Avis négatif du Collège des Procureurs généraux
Le ministère a également demandé un avis au Collège des Procureurs généraux, qui s’est exprimé négativement. Le Collège estime en effet que le fait de mettre fin à la vie de personnes qui n’ont pas la capacité de discernement, comme certains enfants de moins de 12 ans, constitue une matière trop importante pour être encadrée par un simple règlement ministériel, et non une loi (votée par le parlement). En ce sens, il met en garde contre la prise de distance croissante à l’égard du droit pénal. Le Collège souligne en outre le manque de clarté – problème apparemment persistant en ce qui concerne le Protocole de Groningen -, notamment concernant la différence entre l’acte médical « normal » autour de la fin de vie, et le fait de mettre activement fin à la vie de l’enfant. Le Collège s’interroge encore : est-ce que le terme de souffrance couvre aussi une qualité de vie insuffisante ? Dans quelle mesure faut-il prendre en compte la souffrance des parents ?

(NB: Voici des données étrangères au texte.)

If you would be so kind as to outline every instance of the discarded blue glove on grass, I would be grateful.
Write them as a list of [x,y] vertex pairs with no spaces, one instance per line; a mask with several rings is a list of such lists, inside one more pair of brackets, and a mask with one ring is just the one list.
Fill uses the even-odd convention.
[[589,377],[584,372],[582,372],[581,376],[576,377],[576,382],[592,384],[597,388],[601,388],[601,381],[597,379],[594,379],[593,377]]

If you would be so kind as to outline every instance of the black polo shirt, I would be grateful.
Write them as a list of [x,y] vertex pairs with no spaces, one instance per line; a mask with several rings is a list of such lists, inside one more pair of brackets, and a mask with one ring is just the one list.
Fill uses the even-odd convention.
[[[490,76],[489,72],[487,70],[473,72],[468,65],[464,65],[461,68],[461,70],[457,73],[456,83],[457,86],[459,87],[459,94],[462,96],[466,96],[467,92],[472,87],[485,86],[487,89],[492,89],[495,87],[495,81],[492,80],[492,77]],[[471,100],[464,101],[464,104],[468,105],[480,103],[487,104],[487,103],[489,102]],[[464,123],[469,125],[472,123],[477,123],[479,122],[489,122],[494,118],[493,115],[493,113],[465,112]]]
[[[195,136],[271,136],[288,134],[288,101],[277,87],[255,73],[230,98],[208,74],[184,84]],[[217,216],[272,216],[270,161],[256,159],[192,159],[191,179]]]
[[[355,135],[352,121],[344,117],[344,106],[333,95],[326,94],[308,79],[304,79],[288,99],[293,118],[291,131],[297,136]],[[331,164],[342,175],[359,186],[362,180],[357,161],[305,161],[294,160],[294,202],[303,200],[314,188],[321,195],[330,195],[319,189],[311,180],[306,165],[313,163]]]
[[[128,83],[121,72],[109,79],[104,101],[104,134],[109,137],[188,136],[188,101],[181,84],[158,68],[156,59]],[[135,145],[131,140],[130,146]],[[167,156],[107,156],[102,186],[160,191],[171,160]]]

La Fédération des médecins des Pays-Bas (KNMG) a elle aussi rendu un avis négatif par rapport au projet. Elle s’inquiète en particulier des répercussions qui pourraient s’en suivre pour les autres groupes de patients dépourvus de leur capacité de discernement.
De quels cas parle-t-on ?
Dans la perspective de cette réforme et accord avec le ministre, des entretiens ont été réalisés avec les parents d’enfants gravement malades, et qui auraient souhaité qu’on abrège la vie de leur enfant. Ces derniers souffraient principalement de cancers (tumeurs au cerveau) et de maladies neurologiques ou métaboliques, ou encore d’affection du cœur ou des muscles. Les crises d’épilepsie incontrôlables reviennent fréquemment dans les témoignages, de même que l’inefficacité de certaines sédations en fin de vie.

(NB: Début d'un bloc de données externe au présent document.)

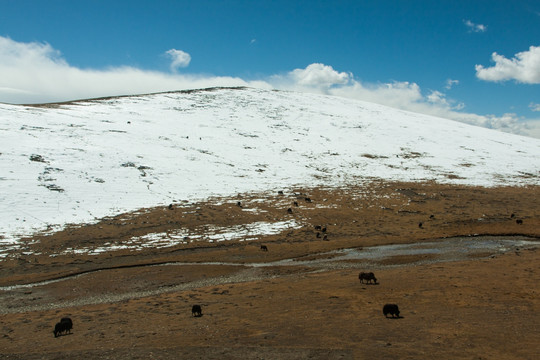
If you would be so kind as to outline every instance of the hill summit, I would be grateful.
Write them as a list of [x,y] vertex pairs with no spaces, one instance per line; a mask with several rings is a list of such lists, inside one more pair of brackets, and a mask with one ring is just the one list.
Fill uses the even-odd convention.
[[0,240],[142,207],[373,179],[540,184],[540,141],[382,105],[212,88],[0,104]]

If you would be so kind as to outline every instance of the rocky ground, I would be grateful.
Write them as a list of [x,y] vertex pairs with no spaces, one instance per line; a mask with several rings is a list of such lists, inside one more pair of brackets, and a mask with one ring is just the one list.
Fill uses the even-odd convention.
[[[382,182],[276,190],[35,236],[1,261],[0,358],[534,359],[540,247],[454,258],[332,251],[470,235],[538,241],[539,193]],[[260,222],[296,225],[205,238]],[[183,241],[142,246],[149,234],[176,238],[179,229],[189,234]],[[95,251],[107,246],[116,250]],[[283,259],[302,261],[276,263]],[[361,284],[359,271],[375,272],[378,284]],[[385,303],[398,304],[401,317],[385,318]],[[203,316],[192,316],[193,304]],[[73,330],[55,338],[64,316]]]

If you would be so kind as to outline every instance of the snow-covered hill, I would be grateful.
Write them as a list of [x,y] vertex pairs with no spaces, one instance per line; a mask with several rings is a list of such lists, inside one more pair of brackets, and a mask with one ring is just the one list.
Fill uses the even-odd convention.
[[0,243],[175,201],[371,178],[539,185],[540,140],[244,88],[0,104]]

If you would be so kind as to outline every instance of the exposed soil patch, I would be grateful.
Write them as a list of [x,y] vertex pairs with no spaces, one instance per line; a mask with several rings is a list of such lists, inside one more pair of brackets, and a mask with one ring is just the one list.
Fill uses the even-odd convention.
[[[540,238],[538,193],[431,183],[276,190],[36,236],[24,241],[24,254],[0,261],[0,286],[85,274],[0,291],[0,358],[532,359],[540,352],[540,250],[480,250],[441,263],[425,253],[344,259],[341,268],[251,265],[473,234]],[[298,201],[305,197],[311,202]],[[301,226],[249,241],[204,238],[216,228],[289,220]],[[191,239],[165,247],[133,241],[178,229]],[[216,262],[227,264],[203,264]],[[374,271],[379,285],[360,284],[359,271]],[[386,319],[385,303],[398,304],[402,318]],[[191,316],[193,304],[202,317]],[[73,331],[54,338],[64,316]]]

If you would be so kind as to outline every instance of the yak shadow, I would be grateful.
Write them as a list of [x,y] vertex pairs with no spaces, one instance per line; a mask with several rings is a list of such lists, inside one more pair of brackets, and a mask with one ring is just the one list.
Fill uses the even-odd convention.
[[59,338],[59,337],[62,337],[62,336],[68,336],[68,335],[73,335],[73,333],[69,332],[69,333],[66,333],[66,334],[58,334],[54,338],[56,339],[56,338]]

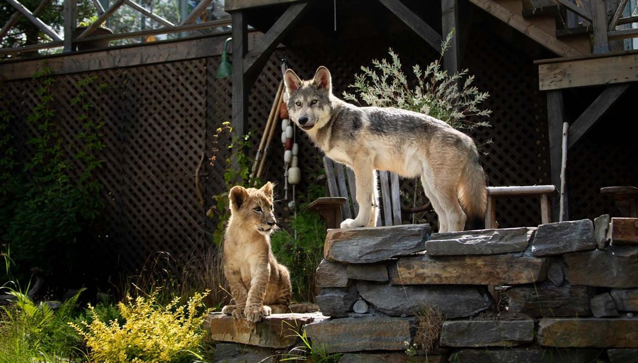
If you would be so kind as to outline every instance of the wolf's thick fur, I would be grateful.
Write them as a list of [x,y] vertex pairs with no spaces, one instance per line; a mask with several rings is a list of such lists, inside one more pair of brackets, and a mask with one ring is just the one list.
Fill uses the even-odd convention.
[[355,172],[359,212],[341,228],[376,225],[376,170],[420,176],[439,232],[463,230],[467,217],[485,215],[485,174],[470,137],[422,114],[344,102],[332,94],[325,67],[306,81],[288,70],[284,81],[290,119],[329,158]]
[[271,313],[289,312],[290,276],[271,251],[270,235],[276,228],[272,184],[259,189],[235,186],[228,198],[223,266],[235,304],[224,306],[222,313],[255,322]]

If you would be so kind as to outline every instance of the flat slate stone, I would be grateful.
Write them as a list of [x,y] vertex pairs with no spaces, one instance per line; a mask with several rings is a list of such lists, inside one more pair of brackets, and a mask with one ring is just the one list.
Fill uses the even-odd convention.
[[273,348],[240,345],[236,343],[220,343],[215,344],[215,355],[212,361],[215,363],[255,363],[263,362],[271,363],[275,355]]
[[512,286],[504,293],[508,311],[532,317],[587,316],[591,315],[588,288],[549,283]]
[[590,300],[590,306],[591,307],[591,314],[596,318],[618,316],[616,304],[608,292],[592,297]]
[[590,219],[540,225],[531,242],[534,256],[561,255],[594,248],[594,225]]
[[394,285],[500,285],[543,281],[547,261],[519,253],[401,257],[390,270]]
[[370,316],[323,320],[306,325],[313,346],[327,353],[365,350],[405,350],[404,341],[412,341],[409,318]]
[[424,250],[429,235],[429,225],[329,230],[323,256],[338,262],[380,262]]
[[355,280],[385,282],[388,281],[388,267],[385,264],[352,263],[346,269],[348,278]]
[[402,353],[346,353],[339,363],[440,363],[440,355],[410,356]]
[[413,316],[429,305],[452,319],[471,316],[491,306],[488,294],[479,286],[401,286],[360,281],[357,290],[373,307],[392,316]]
[[611,363],[638,363],[638,349],[608,349]]
[[535,228],[502,228],[434,233],[426,242],[430,256],[494,255],[524,251]]
[[534,321],[454,320],[443,323],[441,345],[512,346],[534,340]]
[[322,313],[326,316],[347,316],[352,311],[352,306],[357,302],[358,295],[354,286],[349,288],[322,288],[315,299]]
[[537,337],[547,346],[638,348],[638,319],[541,319]]
[[614,288],[612,289],[611,294],[618,310],[638,311],[638,288]]
[[567,253],[567,281],[572,285],[638,287],[638,248],[608,247]]
[[208,316],[212,340],[279,348],[294,344],[298,338],[295,332],[300,332],[304,325],[326,318],[320,313],[273,314],[255,323],[253,329],[246,319],[235,319],[221,313]]
[[346,265],[322,260],[315,272],[315,282],[319,287],[346,287],[348,276]]
[[597,363],[600,352],[594,349],[506,348],[464,349],[450,356],[459,363]]

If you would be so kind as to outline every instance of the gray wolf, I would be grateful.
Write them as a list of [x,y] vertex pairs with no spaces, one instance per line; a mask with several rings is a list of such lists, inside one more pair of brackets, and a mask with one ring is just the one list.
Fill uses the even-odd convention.
[[290,119],[328,157],[354,172],[359,212],[341,228],[375,226],[376,170],[420,176],[440,232],[463,230],[468,217],[485,215],[486,177],[470,137],[422,114],[345,102],[332,94],[323,66],[305,81],[288,70],[284,82]]

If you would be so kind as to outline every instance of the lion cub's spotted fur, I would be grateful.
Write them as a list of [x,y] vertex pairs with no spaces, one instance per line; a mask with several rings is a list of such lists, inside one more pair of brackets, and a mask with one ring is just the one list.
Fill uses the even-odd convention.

Pour ces parents et les soignants qui entourent l’enfant, l’absence de perspective d’amélioration semble particulièrement difficile à endurer. Attendre la mort et souffrir encore, en quelque sorte, devient un non-sens.
Ces « cas extrêmes » posent d’emblée la question des soins palliatifs pédiatriques, non seulement au niveau de la gestion de la douleur, mais peut-être surtout quant au sens des jours comptés. Ils soulignent l’urgence du progrès médical et sociétal en la matière, que l’approbation d’un geste de mort sur ces enfants risquerait à maints égards de court-circuiter.